Ärger als mit den „Wohlmeinenden" der liberalen Bourgeoisie steht es mit den Vertretern der politischen und sozialen Reaktion, die der Sozialdemokratie einen Strick daraus drehen möchten, dass sie die Börsensteuer ablehnt. Mit den sittlichen Tiraden dieser Leute über die Börse ist es nicht weit her. Selbst bei einem in vieler Beziehung so hoch stehenden Mann wie Rodbertus kam der Pferdefuß gar zu deutlich zum Vorschein, als er klagte, „dass, während alles versteuert ist, selbst der Schatten der Linde, unter der ich sommers sitze, die Börsengeschäfte steuerfrei sich kobolden dürfen", und als er den Staat aufforderte, sich „gegen diese Debauchen des jüdischen Teils der Gesellschaft" zu ermannen. Rodbertus tat diese Äußerungen in der Kritik eines Gesetzentwurfs über Stempelbesteuerung der Börsengeschäfte, den ihm ein geistreicher Gutsnachbar vorgelegt hatte, und seltsam! dieser Gutsnachbar, der Vater eines gegenwärtigen preußischen Ministers, erschoss sich ein paar Monate darauf wegen nicht einmal sehr bedeutender Verluste, die er in Börsenspekulationen mit „Rumäniern" erlitten hatte. Das kleine Vorkommnis zeigt deutlich, was es mit der sittlichen Entrüstung der Junker über die von der Börse genährte Spielwut auf sich hat.

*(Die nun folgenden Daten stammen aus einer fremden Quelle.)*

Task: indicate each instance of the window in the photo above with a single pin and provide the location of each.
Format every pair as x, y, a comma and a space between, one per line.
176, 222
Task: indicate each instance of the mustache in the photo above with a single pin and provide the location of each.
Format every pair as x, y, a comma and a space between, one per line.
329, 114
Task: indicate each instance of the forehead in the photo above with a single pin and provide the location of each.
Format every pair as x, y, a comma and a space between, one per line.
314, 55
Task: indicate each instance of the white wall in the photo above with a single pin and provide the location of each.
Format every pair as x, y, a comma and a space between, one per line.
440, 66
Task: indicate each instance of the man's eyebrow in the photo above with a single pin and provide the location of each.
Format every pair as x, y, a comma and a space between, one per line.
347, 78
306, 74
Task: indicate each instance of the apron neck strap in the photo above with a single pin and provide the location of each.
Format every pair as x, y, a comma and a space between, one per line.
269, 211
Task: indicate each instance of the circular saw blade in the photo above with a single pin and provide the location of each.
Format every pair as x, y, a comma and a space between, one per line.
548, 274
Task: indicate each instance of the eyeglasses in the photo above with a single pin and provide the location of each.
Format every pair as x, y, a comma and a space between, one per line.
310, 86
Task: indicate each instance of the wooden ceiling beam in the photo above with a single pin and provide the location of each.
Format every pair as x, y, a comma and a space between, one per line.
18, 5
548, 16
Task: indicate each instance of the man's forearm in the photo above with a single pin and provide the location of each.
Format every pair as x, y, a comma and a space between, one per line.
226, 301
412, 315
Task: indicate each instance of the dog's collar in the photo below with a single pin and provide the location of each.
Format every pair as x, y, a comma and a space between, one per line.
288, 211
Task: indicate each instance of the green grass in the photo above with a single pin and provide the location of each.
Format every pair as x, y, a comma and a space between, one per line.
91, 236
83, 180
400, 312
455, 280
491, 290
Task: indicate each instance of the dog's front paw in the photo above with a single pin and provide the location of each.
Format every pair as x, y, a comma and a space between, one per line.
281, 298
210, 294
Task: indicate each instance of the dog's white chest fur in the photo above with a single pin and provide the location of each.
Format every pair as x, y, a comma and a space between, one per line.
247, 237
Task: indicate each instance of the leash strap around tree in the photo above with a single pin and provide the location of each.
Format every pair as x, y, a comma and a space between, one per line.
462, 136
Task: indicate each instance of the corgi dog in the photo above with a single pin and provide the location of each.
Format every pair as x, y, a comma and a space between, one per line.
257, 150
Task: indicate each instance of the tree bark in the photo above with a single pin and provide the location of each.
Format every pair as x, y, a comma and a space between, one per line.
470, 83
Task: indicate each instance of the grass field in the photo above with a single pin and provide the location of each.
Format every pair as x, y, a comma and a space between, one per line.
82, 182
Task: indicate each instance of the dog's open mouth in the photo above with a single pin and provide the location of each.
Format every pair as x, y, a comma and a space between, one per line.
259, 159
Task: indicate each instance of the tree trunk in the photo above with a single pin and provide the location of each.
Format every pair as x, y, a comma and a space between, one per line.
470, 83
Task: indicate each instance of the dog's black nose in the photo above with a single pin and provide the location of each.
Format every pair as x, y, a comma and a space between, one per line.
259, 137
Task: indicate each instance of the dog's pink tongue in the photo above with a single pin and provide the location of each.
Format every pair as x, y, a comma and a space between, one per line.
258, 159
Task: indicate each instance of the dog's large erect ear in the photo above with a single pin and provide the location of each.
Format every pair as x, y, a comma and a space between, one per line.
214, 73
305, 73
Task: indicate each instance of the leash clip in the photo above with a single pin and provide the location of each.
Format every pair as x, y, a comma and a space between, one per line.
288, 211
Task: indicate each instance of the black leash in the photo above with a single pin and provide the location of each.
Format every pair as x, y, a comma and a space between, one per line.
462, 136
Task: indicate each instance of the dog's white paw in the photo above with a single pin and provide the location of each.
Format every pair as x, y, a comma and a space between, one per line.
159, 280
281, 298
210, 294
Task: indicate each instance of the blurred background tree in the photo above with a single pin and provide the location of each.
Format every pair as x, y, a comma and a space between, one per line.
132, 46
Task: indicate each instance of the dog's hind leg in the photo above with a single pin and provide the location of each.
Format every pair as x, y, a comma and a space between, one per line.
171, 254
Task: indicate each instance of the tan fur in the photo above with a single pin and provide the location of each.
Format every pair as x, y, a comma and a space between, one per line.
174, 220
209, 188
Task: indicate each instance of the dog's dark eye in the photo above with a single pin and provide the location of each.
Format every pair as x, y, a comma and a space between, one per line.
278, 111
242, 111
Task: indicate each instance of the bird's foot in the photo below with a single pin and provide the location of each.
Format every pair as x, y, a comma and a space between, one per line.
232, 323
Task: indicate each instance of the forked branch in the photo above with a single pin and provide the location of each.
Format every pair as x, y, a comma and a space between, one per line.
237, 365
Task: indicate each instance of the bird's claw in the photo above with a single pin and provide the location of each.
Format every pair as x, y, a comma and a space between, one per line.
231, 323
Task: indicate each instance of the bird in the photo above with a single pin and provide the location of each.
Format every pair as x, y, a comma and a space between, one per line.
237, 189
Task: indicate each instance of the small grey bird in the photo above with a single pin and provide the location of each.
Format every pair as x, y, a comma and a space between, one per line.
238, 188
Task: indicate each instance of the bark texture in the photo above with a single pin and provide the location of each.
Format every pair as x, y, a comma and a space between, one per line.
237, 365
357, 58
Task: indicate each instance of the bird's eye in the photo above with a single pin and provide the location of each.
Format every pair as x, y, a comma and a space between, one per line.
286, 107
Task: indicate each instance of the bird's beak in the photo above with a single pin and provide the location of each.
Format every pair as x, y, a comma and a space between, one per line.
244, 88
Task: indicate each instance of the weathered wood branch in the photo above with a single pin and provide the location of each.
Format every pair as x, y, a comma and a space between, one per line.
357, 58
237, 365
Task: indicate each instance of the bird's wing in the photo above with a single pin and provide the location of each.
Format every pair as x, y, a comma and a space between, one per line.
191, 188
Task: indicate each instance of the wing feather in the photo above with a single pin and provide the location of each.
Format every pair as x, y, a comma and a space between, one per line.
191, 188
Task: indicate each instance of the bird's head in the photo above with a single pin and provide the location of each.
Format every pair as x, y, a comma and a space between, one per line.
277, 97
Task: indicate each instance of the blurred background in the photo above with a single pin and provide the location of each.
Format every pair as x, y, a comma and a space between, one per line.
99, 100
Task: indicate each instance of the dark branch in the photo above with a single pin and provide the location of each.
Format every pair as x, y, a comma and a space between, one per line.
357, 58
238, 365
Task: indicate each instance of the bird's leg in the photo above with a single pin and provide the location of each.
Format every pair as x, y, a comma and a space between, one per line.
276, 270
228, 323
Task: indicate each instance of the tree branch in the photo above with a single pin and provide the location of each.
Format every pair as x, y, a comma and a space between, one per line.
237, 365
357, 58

Ihr Groll gegen die Börse hat einen ganz anderen Ursprung, und zwar einen nichts weniger als sittlichen. Sie hassen die Börse wegen einer relativ guten Eigenschaft, wegen des starken Gegengewichts, das sie dem Wucher mit Lebensmitteln bietet. Mit Recht hat Bernstein in diesen Blättern schon vor ein paar Jahren ausgeführt: „Hinter dem Geschrei gegen die Kornbörsen steckt auf Seiten der Grundbesitzerpartei nichts als der fromme Wunsch, den Aufkauf und die Preistreiberei um so ungehinderter ins Werk setzen zu dürfen." Und diese Kastanien dem Junkertum aus dem Feuer zu holen, hat die Arbeiterklasse wohl keinen Anlass.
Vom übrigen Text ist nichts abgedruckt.